Module[{x, y}, Table[{x, y /.
NSolve[1/x^4 + 1/y^2 + 2 == (1/(y^2 - x^2) )^(5/3), y]},
{x, -5, 5, 2}]] // Timing
{5.56667 Second,{{-5,{-5.06477,5.06477}},{-3,{-3.10448,
3.10448}},{-1,{-1.20712,1.20712}},{1,{-1.20712,1.20712}},{
3,{-3.10448,3.10448}},{5,{-5.06477,5.06477}}}}
As expected, the function is multivalued with even symmetry about both axis.
Note that the timing reflects that the use of NSolve is slow (this is on a
Power Computing 604e running at 225 Mhz).
f1[x_ /; x == 0] := 0;
f1[x_] := Module[{y}, y /. NSolve[
1/x^4 + 1/y^2 + 2 == (1/(y^2 - x^2) )^(5/3), y][[2]]]; (* positive *)
For large values of x (and hence large values of y), the roots will approach
the roots of
Solve[2^(-3/5) == y^2 - x^2, y] // Simplify
\!\({{y \[Rule] \(-\ at \(1\/2\^\(3/5\) + x\^2\)\)}, {
y \[Rule] \ at \(1\/2\^\(3/5\) + x\^2\)}}\)

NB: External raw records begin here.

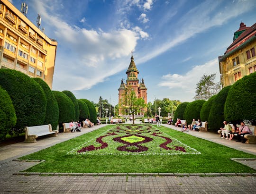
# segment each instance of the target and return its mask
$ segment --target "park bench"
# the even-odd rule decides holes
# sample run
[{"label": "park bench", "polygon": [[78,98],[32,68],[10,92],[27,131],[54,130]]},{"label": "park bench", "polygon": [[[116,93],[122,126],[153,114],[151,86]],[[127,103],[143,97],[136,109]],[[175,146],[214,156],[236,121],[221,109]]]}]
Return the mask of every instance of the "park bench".
[{"label": "park bench", "polygon": [[37,142],[37,139],[40,136],[49,135],[52,137],[57,136],[58,131],[52,129],[51,124],[39,126],[25,127],[24,129],[25,132],[25,142]]},{"label": "park bench", "polygon": [[[196,127],[196,129],[199,130],[200,132],[207,132],[208,131],[207,125],[208,123],[207,121],[201,121],[202,126],[201,127]],[[196,124],[198,124],[198,121],[196,121]]]}]

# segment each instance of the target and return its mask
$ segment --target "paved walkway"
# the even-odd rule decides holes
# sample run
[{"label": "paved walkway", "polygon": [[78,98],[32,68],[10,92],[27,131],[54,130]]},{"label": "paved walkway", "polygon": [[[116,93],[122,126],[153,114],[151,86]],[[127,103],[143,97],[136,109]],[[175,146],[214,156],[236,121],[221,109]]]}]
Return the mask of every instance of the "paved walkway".
[{"label": "paved walkway", "polygon": [[[215,177],[200,176],[197,174],[180,176],[178,175],[182,175],[171,173],[152,174],[151,176],[149,174],[136,177],[118,174],[112,176],[104,176],[106,175],[104,174],[97,176],[89,174],[86,176],[63,174],[60,176],[59,173],[55,176],[17,175],[18,174],[18,172],[33,166],[38,162],[18,161],[13,160],[13,159],[50,147],[104,126],[105,125],[101,125],[84,129],[82,133],[61,133],[57,137],[42,138],[33,143],[33,146],[31,143],[19,143],[0,147],[0,194],[256,193],[255,173],[254,175],[250,174],[246,176],[227,176],[222,175],[228,174],[219,173],[215,175]],[[166,127],[170,127],[170,126],[166,125]],[[175,127],[172,127],[174,129],[180,130],[180,128],[175,129]],[[233,146],[235,149],[256,155],[256,145],[251,147],[252,144],[247,145],[248,144],[235,141],[227,142],[226,140],[218,137],[216,134],[210,133],[190,133],[189,134],[218,143],[224,145],[230,143],[228,144],[229,147]],[[250,161],[248,162],[250,163]],[[245,183],[246,183],[245,186]]]}]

This estimate can be used with FindRoot to avoid using NSolve for large x (x
>= 1).
f2[x_ /; x == 0] := 0;
f2[x_ /; Abs[x] < 1] := Module[{y}, y /. NSolve[
1/x^4 +1/y^2 +2 == (1/(y^2 - x^2) )^(5/3), y][[2]]]; (* positive *)

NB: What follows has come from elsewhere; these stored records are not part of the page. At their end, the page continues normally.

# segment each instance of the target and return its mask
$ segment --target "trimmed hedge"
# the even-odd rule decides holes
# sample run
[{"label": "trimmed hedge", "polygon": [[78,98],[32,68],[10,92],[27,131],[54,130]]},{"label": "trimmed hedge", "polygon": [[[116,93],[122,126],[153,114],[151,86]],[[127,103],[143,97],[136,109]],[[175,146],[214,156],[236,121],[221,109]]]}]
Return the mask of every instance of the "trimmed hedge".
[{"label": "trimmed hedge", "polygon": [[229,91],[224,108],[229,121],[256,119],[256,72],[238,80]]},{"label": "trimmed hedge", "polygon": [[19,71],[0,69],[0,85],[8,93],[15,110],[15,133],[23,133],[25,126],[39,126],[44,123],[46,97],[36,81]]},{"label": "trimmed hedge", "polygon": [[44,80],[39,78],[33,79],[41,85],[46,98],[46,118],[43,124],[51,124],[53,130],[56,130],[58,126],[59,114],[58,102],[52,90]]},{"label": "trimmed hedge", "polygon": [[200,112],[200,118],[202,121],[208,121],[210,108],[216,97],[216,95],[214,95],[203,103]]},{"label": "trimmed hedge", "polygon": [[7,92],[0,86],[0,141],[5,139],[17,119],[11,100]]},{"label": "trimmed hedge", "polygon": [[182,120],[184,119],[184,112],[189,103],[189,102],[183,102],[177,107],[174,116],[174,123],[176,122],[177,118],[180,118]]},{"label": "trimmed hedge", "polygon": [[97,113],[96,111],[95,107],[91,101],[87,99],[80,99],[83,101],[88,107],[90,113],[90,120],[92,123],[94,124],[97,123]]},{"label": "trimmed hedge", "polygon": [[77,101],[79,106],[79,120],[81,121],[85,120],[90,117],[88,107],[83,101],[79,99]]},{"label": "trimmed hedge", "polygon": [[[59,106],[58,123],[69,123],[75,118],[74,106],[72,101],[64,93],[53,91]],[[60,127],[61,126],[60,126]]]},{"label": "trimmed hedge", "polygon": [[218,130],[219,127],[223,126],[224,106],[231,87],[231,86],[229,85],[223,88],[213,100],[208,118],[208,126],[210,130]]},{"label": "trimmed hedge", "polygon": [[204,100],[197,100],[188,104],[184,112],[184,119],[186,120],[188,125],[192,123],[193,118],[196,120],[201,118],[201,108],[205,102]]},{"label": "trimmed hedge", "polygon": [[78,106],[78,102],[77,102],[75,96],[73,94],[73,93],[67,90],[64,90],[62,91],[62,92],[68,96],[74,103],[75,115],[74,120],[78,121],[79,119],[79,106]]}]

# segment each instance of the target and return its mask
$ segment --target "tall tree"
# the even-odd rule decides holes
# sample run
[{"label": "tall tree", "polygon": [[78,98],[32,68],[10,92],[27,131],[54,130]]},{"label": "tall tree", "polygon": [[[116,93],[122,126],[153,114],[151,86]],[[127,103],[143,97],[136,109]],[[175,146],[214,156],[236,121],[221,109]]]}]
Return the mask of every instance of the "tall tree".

f2[x_] := Module[{y}, y /. FindRoot[
1/x^4 +1/y^2 +2 == (1/(y^2 - x^2) )^(5/3),
{y, Sqrt[2^(-3/5) + x^2]}]] (* symmetry *)
Red = RGBColor[1, 0, 0]; Blue = RGBColor[0, 0, 1];
Plot[{f[x], Sqrt[2^(-3/5) + x^2]}, {x, 0, 5},
PlotStyle -> {{Red}, {Blue, AbsoluteDashing[{5, 5}]}}]
[PostScript deleted]
12.35 Second
Note that FindRoot is much faster than Nsolve.
(Timing[Do[f1[#], {2}]][[1]] / Timing[Do[f2[#], {2}]][[1]])& /@
{1., 3., 5.}
{70.,85.,71.}
---------------------
Forwarded message:
From: jtt at deltanet.com (Jaimee Tahsiri)
To: mathgroup at smc.vnet.net
To: mathgroup at smc.vnet.net
I appreciate it if someone in your group to write me a short mathematica
program to solve the real roots of this equation.
1/x^4 +1/y^2 +2 = ( 1/(y^2 - x^2) )^(5/3)
A million thanks to anyone that can help me.